As of late 2023, plan is to meet at UTC 21:00 every second Thursday, at least until DST changes in 2024 mix things up. The first meeting was on November 16. This meeting can also be imported into your calendar:
- [ICS file][meeting-ics]
- [Add to Google Calendar][meeting-gcal]
[meeting-ics]: https://rust-lang.zulipchat.com/user_uploads/4715/PX1uF2vsZfVdLt1DF5Xwk_Pr/wg-binary-size-meeting-invite.ics
<!-- The same ICS file, but pre-filled to add to Google Calendar -->
[meeting-gcal]: https://www.google.com/calendar/render?cid=webcal%3A//rust-lang.zulipchat.com/user_uploads/4715/PX1uF2vsZfVdLt1DF5Xwk_Pr/wg-binary-size-meeting-invite.ics
## Scope
Things that are in scope:
1. exe/dylib/cdylib size on disk
- Before stripping: text, data, symbols, debuginfo
- After stripping: text, data
- dylib may include metadata? Need to understand/determine
- bjorn3: "I had a WIP PR to allow splitting the dylib metadata into a separate file and leaving a stub with the crate hash in its place, but that PR has been closed for inactivity"
1. exe/dylib/cdylib size mapped into a process
- Text, data, BSS
- Closely related to the previous item
3. rlib and rmeta size?
- Rust-in-Linux might ship rmeta files
Things that are out of scope:
1. Total memory usage (RSS/working set) of a process
- A lot of that usage can be unrelated to binary size
2. Target directory size
- Includes caches, incremental compilation data, etc.
Configurations of interest
- `cargo build`
- `cargo build --release`
- `-Cdebuginfo=1`
- `-Os`/`-Oz`
- `-Oz` should be the smallest, currently something bigger than `-Os` and/or `-O3`
- PIE/PIC?
Platforms of interest
- Tier 1 platforms
- x86_64
- aarch64
- i686 (probably lower priority?)
- Embedded platforms
- armv6
- armv7/thumbv7
- riscv32
- Web assembly
Backends: LLVM vs GCC vs Cranelift
- GCC currently much bigger, e.g. 11MB (7.7MB if the sysroot is compiled in release mode) for helloworld vs 4.4MB for LLVM
- cranelift smaller? maybe due to less inlining?
## Tools
- `ls -l` (crude, excludes BSS)
- `size` (include BSS; excludes debuginfo; `--format` differences)
- `size -A` prints all sections
- [cargo-bloat](https://crates.io/crates/cargo-bloat/)
- [cargo-llvm-lines](https://crates.io/crates/cargo-llvm-lines)

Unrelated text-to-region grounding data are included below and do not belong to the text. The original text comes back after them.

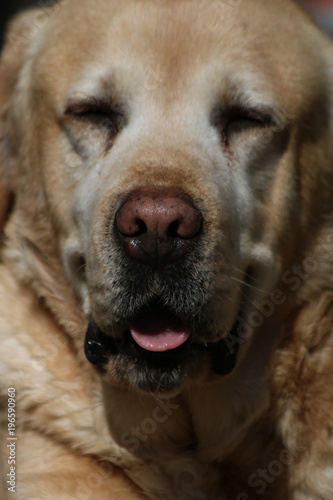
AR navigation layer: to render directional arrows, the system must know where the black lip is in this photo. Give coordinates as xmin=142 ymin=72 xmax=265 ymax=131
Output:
xmin=84 ymin=320 xmax=118 ymax=365
xmin=204 ymin=321 xmax=240 ymax=376
xmin=84 ymin=316 xmax=240 ymax=377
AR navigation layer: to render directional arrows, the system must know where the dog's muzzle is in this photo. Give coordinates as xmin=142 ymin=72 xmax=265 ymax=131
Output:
xmin=84 ymin=186 xmax=240 ymax=391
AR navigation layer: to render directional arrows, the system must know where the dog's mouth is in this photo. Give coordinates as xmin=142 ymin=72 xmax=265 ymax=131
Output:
xmin=129 ymin=306 xmax=191 ymax=352
xmin=84 ymin=301 xmax=240 ymax=393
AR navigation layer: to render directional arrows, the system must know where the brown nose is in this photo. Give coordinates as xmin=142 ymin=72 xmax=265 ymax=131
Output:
xmin=115 ymin=187 xmax=202 ymax=268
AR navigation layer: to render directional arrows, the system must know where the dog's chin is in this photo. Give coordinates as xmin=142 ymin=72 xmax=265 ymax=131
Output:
xmin=84 ymin=305 xmax=240 ymax=394
xmin=110 ymin=333 xmax=192 ymax=394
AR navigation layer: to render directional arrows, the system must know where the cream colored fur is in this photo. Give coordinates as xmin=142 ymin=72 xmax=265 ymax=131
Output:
xmin=1 ymin=1 xmax=333 ymax=499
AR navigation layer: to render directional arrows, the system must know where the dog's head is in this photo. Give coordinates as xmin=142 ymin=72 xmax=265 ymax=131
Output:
xmin=1 ymin=0 xmax=333 ymax=394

- [findpanics](https://github.com/philipc/findpanics)
- Gary is "working on a tool that tries to do some analysis on binary/disassembly level, although it's still a very early WIP"
## Benchmarking
rustc-perf
- [binary size graphs](https://perf.rust-lang.org/index.html?kind=raw&stat=size%3Alinked_artifact)
- [binary size past month comparison](https://perf.rust-lang.org/compare.html?stat=size%3Alinked_artifact)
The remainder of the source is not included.